4 minute read

As much as we love SAS, we cannot deny the trend that Python is replacing SAS in a very fast pace. In this article we will discuss how to use Python to read data. The Python package used here is pandas.

The first thing of data analysis is usually to read data. There are tons of scenarios regarding how to read data in SAS depending on the data formats. The two methods commonly used in SAS are proc import and the combination of infile and input statements. Proc import can be used for well formatted data such as CSV file, Excel file while infile and input can be more flexible. The commonly used function in Python is read_csv in the package Pandas.

read_csv

One of the most common data files is the one with delimiters separated data. The delimiters are usually comma, space, tab or other characters. The following data are separated by comma.

id,name,age
1,Mike,23
2,Bob,49
3,Eric,10

It can be easily read into SAS data set by using either Proc import or infile and input.

/* SAS Version */
Proc import datafile = 'to_be_read_file.txt' 
    out = employee
    dbms = csv
    replace;
run;

Here option dbms specifies the type of the file to be read. csv means the input file is a file with comma separated values. The possible values of this option are DLM (delimited files), EXCEL (EXCEL files). Please refer to SAS documentation for details.

The Python script to read such file is even easier with Pandas read_csv function. Please note that this function cannot read Excel files. Use function read_excel for Excel files.

# Python Version
import pandas as pd
employee = pd.read_csv('to_be_read_file.txt', sep=',')

Delimiters The sep=',' option here is similar to the dbms option in Proc import. Depending on the data file, one can choose space (sep = ' '), tab (sep = r'\t'), multiple spaces (sep = r'\s+'), or a combination of space and tab (sep = r'\s+|\t+) or any other characters. It can be a regular string or a regular expression.

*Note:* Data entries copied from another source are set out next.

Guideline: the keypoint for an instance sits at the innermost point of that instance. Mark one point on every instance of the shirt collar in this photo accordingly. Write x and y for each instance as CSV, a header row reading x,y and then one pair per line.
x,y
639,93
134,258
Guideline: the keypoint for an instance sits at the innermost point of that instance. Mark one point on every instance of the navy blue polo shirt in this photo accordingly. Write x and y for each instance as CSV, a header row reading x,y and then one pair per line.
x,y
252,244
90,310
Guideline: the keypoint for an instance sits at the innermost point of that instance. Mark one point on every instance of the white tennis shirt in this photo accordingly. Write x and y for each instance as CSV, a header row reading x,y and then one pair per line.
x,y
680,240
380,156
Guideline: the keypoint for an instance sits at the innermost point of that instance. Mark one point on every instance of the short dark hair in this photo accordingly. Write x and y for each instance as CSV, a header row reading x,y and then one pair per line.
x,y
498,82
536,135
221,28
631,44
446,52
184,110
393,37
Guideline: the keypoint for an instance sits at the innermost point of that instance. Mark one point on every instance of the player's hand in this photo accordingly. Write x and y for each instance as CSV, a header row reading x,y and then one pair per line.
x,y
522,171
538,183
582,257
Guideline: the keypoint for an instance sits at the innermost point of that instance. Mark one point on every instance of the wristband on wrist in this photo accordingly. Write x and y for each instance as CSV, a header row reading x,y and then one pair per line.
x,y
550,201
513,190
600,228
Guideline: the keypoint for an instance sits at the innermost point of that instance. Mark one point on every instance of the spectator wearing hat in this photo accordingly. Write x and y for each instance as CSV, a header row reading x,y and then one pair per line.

Reading Columns It is not necessary to read all the columns in the data file. One can use usecols option to pick desired columns. This option takes value of a list of integers (column numbers) or strings (column names). If we just want to read the first and the third columns of the above data example, we can use the following command. Note that the indexing starts with 0 instead of 1.

# read the first and third columns
employee = pd.read_csv('to_be_read_file.txt', sep=',', usecols=[0, 2])

Column Names If the column names are included in the first row of the raw file as in the example above, read_csv function reads them as column names by default. If there are no column names in the raw data file, one can specify the column names using option names in the function. Let’s assume data example without the first line, the following command can read the file and assign names to the columns.

# specify the column names
employee = pd.read_csv('to_be_read_file.txt', sep=',', names=['id', 'name', 'age'])

Data Type In SAS proc import infers the data type of one column from the raw data. One can specify the number of rows used to determined the data type by using the statement guessingrows=100;. Here 100 is the number of lines one can specify. In the Python read_csv function, one can actually specify the data type for individual columns by using the option dtype which takes a dictionary with column name as a key and data type as the corresponding value. The following example specifies the data type of ‘int32’ for the column id and ‘int16’ for the column age.

# specify the date types
employee = pd.read_csv('to_be_read_file.txt', sep=',', dtype={'id': 'int32', 'age': 'int16'})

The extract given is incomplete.